To install dblpify, you first need a working Python installation (e.g. Miniconda). Then, clone this repository and install the package:

git clone https://github.com/orrp/dblpify
cd dblpify
pip install .

Usage

You can use dblpify directly from the command line. Here is a basic example:

python dblpify/run.py --bib_path references.bib

By default, the output will be saved to the output directory, and will consist of two files:

  • references_dblpified.bib: The original .bib file with entries replaced by their dblp counterparts.
  • references_report.csv: An entry-by-entry report on the outcome of the matching process.

Here are the full options:

usage: run.py [-h] [--bib_path BIB_PATH] [--out_path OUT_PATH] [--save_formatted] [--clear_cache] [--num_hits NUM_HITS] [--log_path LOG_PATH] [--dev]

options:
  -h, --help           show this help message and exit
  --bib_path BIB_PATH  Path to the BibTeX file.
  --out_path OUT_PATH  Directory to store outputs.
  --save_formatted     Save the original BibTeX in the same format as the updated one (useful for diffing).
  --clear_cache        Clear the cache before running.
  --num_hits NUM_HITS  Number of hits to request from DBLP.
  --log_path LOG_PATH  Path to log file (default stdout).
  --dev                Dev mode (saves report and response cache at each iteration).

Reporting

Reports are output as a CSV and contain a row for each entry, with the following columns:

  • Key: The BibTeX key of the entry.
  • Status: The outcome of the matching process.

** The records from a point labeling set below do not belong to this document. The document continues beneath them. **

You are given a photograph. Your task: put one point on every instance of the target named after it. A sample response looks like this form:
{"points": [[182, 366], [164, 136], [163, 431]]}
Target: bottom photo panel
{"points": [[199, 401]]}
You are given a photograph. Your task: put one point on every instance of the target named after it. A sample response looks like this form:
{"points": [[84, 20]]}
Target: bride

An uninterrupted run of the tool will result one of following:
    • Updated with dblp entry!: The entry was successfully matched and replaced.
    • Already from dblp: The entry was already from dblp and was left unchanged.
    • No hits to query: The entry's title was not found in dblp.
    • No match among hits: The entry's title was found in dblp, but no hit matched its title and author fields.
  • Match URL: The URL of the matching entry in dblp, for entries that were updated.

You may additionally want to diff the original and dblpified .bib files to check for any discrepancies. Unfortunately, the dblpified .bib does not retain the formatting (e.g. linebreaks) of the original .bib file, but you can specify the --save_formatted flag to save the original .bib file in the new formatting, which can be used for line-by-line comparison.

Matching heuristic

dblpify uses a simple matching heuristic as follows. For each entry:

  1. Query dblp for the entry's title.
  2. Keep only hits that exactly match the title and author fields (up to special characters, case, spaces, etc.).
  3. If multiple entries are matching, break ties according to venue type: book > journal > conference/workshop > preprint.

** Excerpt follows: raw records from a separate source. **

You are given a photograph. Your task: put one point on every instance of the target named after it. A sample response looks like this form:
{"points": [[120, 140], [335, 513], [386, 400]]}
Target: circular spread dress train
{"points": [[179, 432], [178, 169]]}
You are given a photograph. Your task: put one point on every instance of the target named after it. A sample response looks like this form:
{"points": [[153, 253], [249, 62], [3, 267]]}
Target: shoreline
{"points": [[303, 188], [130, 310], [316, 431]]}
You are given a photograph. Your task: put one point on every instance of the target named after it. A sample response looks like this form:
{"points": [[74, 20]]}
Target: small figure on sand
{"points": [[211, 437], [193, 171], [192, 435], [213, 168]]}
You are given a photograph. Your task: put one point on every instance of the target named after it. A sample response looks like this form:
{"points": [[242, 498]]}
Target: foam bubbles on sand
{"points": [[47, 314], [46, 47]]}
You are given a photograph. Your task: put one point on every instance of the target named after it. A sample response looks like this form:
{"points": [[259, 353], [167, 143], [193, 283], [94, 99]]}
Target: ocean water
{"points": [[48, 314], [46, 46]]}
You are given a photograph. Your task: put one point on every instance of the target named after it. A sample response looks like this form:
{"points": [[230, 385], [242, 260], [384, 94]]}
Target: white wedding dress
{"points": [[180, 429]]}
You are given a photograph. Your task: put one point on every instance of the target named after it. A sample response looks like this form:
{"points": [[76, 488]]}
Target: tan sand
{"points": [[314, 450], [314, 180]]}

Entries that are already from dblp are left unchanged.

This heuristic may fail in some cases. For example, it will fail to match entries with incomplete titles, or typos in author names. For now, our approach is to minimize false matches and let the user complete the matching manually themselves based on the report.

Contributing

This tool started as a quick hack to solve a personal problem, and is still very much a work in progress. Please feel free to open an issue if you encounter a bug, or directly submit a pull request if you like. Thanks!

Here are a few ways you can help:

  • Add unit tests (you may want to use pytest mock).
  • Retain the formatting (e.g. spacing) of the original .bib file.
  • Improve the matching heuristic.
  • Wrap the tool in a browser extension so it can be used directly from Overleaf.